# Markov Decision Processes

Automated planning is a branch of Artificial Intelligence (AI) aiming at finding
optimal plans to achieve goals. Planning problems with non-deterministic actions
are known to be much harder to solve. *Markov Decision Processes* (MDPs) are
generally used to solve such planning problems that can be represented using a
probabilistic model of applicable actions. Some classical algorithms such as
Value Iteration (VI) and Policy Iteration (PI) can be used to find an optimal
policy of an MDP. Unfortunately, due to the curse of dimensionality, most MDP
planning domains have too many states to be able to be solved in a reasonable
time using these algorithms.

Several state-of-the-art MDP algorithms have been proposed to increase the speed of computation. Many of them are able to focus on the most promising parts of the MDP through heuristic search algorithms such as LRTDP or LAO*. Some other MDP algorithms use partitioning methods to decompose the state-space in smaller parts. For example, the P3VI (Partitioned, Prioritized, Parallel Value Iteration) and the TVI (Topological Value Iteration) algorithms decompose the state-space and then solve each part separately.
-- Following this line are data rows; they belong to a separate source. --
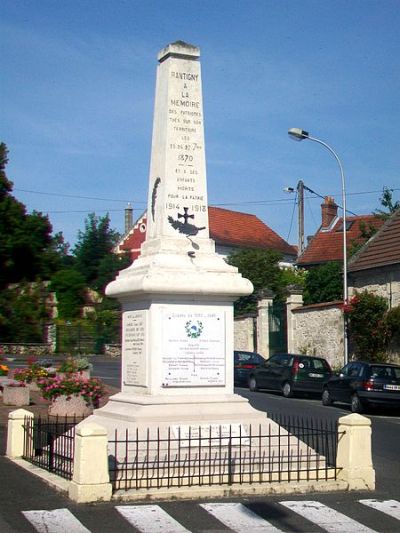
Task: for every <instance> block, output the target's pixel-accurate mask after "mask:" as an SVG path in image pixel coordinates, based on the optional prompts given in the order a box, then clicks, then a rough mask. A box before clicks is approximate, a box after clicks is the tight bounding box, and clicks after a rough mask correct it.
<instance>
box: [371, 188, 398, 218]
mask: <svg viewBox="0 0 400 533" xmlns="http://www.w3.org/2000/svg"><path fill="white" fill-rule="evenodd" d="M379 200H380V202H381V205H382V207H384V208H385V210H383V209H376V210H375V214H376V215H377V216H379V217H381V218H383V219H384V220H386V219H388V218H389V217H390V215H392V214H393V213H394V212H395V211H397V209H399V208H400V201H399V200H396V201H394V200H393V189H389V188H388V187H383V192H382V196H381V198H380V199H379Z"/></svg>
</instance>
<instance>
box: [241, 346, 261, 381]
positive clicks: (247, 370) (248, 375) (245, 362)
mask: <svg viewBox="0 0 400 533" xmlns="http://www.w3.org/2000/svg"><path fill="white" fill-rule="evenodd" d="M233 358H234V362H233V381H234V383H235V385H246V386H247V380H248V377H249V372H250V370H253V369H254V368H256V367H257V366H258V365H261V364H262V363H265V359H264V357H263V356H262V355H260V354H259V353H257V352H246V351H242V350H235V351H234V352H233Z"/></svg>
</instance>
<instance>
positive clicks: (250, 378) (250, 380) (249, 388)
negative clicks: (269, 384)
mask: <svg viewBox="0 0 400 533" xmlns="http://www.w3.org/2000/svg"><path fill="white" fill-rule="evenodd" d="M249 389H250V390H251V391H252V392H257V391H258V385H257V380H256V378H255V377H254V376H250V377H249Z"/></svg>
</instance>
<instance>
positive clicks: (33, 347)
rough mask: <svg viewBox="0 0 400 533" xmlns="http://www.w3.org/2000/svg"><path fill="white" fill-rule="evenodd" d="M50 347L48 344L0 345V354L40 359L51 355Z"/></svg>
mask: <svg viewBox="0 0 400 533" xmlns="http://www.w3.org/2000/svg"><path fill="white" fill-rule="evenodd" d="M52 353H53V351H52V347H51V345H49V344H22V343H20V344H19V343H7V342H4V343H0V354H2V355H5V356H6V355H18V356H31V355H33V356H35V357H42V356H44V355H50V354H52Z"/></svg>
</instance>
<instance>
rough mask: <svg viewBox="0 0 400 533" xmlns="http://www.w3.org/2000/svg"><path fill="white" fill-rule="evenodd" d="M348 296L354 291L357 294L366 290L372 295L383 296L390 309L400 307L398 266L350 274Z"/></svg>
mask: <svg viewBox="0 0 400 533" xmlns="http://www.w3.org/2000/svg"><path fill="white" fill-rule="evenodd" d="M349 285H351V286H350V287H349V292H350V295H351V294H353V293H354V290H357V291H359V292H361V291H364V290H367V291H368V292H372V293H373V294H376V295H379V296H383V297H384V298H385V299H386V300H387V302H388V304H389V306H390V307H397V306H399V305H400V265H394V266H392V267H391V268H390V269H388V268H381V269H379V270H378V269H370V270H364V271H360V272H351V273H350V277H349Z"/></svg>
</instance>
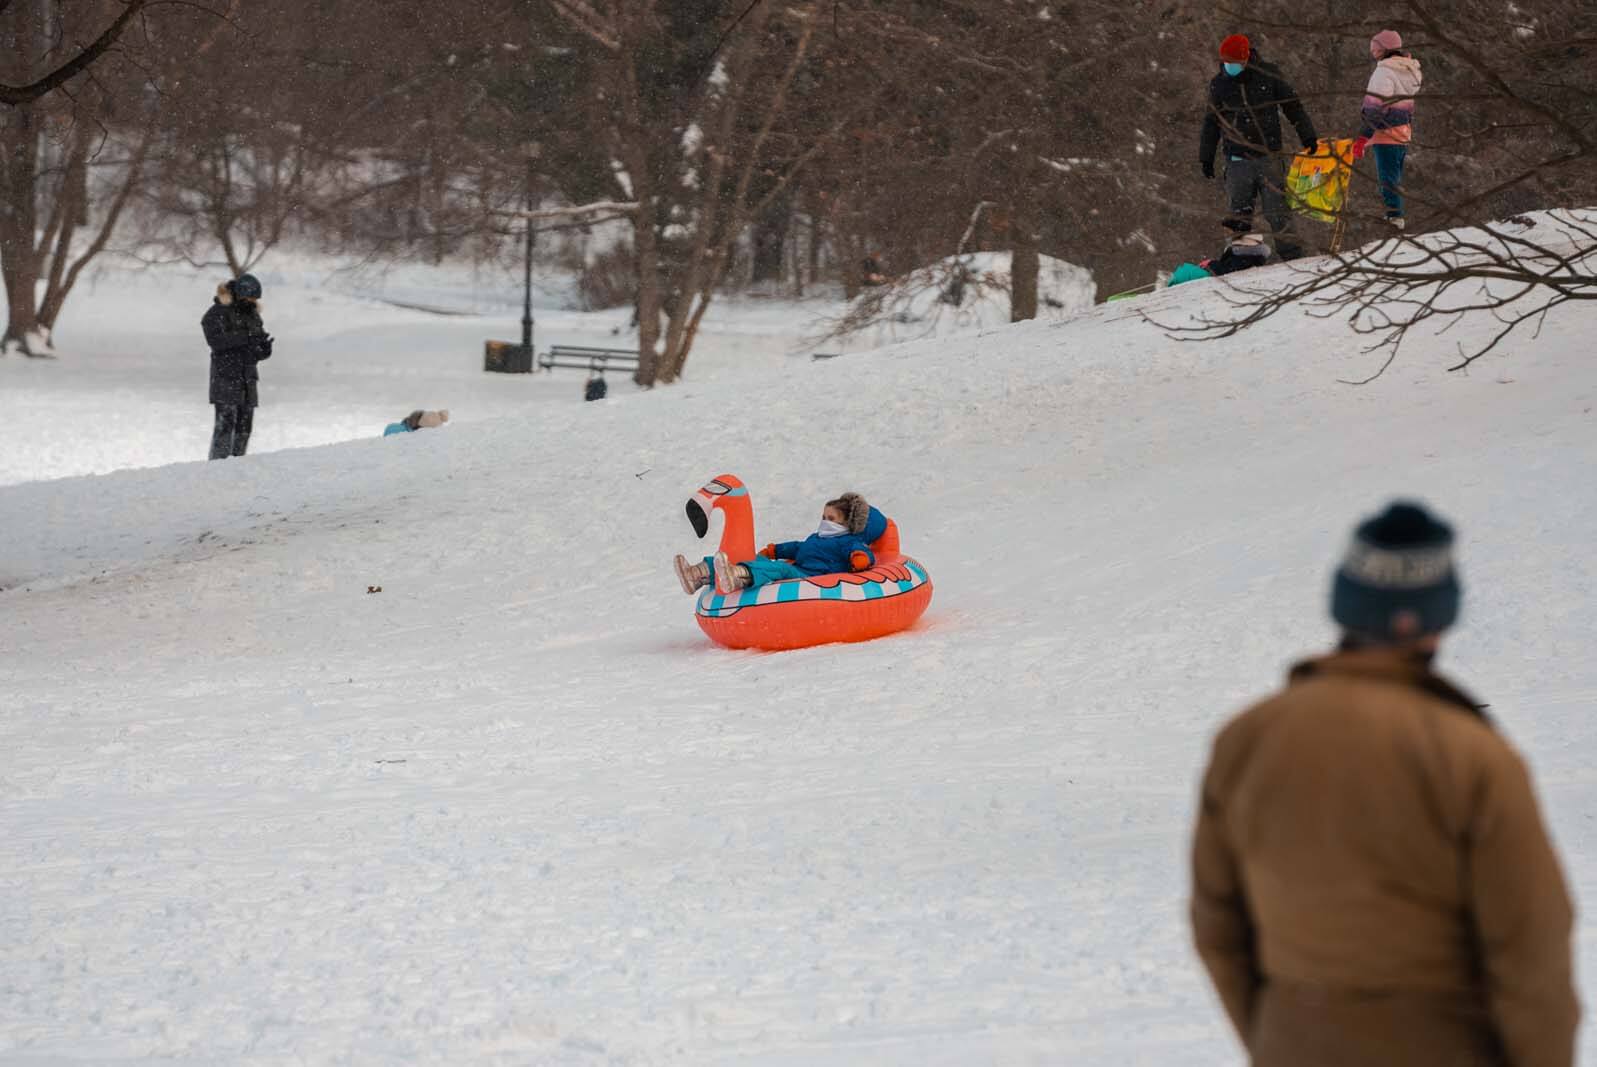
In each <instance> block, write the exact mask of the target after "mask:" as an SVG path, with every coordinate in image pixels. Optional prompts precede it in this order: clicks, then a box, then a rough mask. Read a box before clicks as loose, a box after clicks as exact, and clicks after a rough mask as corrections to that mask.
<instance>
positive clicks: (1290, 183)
mask: <svg viewBox="0 0 1597 1067" xmlns="http://www.w3.org/2000/svg"><path fill="white" fill-rule="evenodd" d="M1351 176H1353V139H1351V137H1338V139H1337V141H1324V139H1322V141H1321V142H1319V145H1316V149H1314V152H1311V153H1310V152H1305V153H1300V155H1295V157H1292V169H1290V171H1287V204H1290V208H1292V209H1294V211H1300V212H1303V214H1306V216H1308V217H1310V219H1319V220H1321V222H1335V220H1337V217H1338V216H1340V214H1341V208H1343V204H1345V203H1346V201H1348V177H1351Z"/></svg>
An orthogonal way to improve computation speed is to consider *how* these
algorithms are actually implemented. In this project, we propose to take account
of low-level elements such as the memory hierarchy and the different levels of
parallelism of modern computers in the context of MDP planning algorithms. We
propose a new memory representation of MDP, which we call CSR-MDP, that aims at
improving the cache memory access patterns (for whatever planning algorithm that
is used). We also propose a parallel version of the TVI algorithm, pcTVI (for
parallel-chained TVI).

In this project, we developed an SSP-MDP planning C++ Library that supports classical algorithms (e.g., VI, LRTDP, TVI, etc.) as well as our proposed new planning algorithms (pcTVI, eTVI, eiTVI) with our new MDP memory representation, CSR-MDP.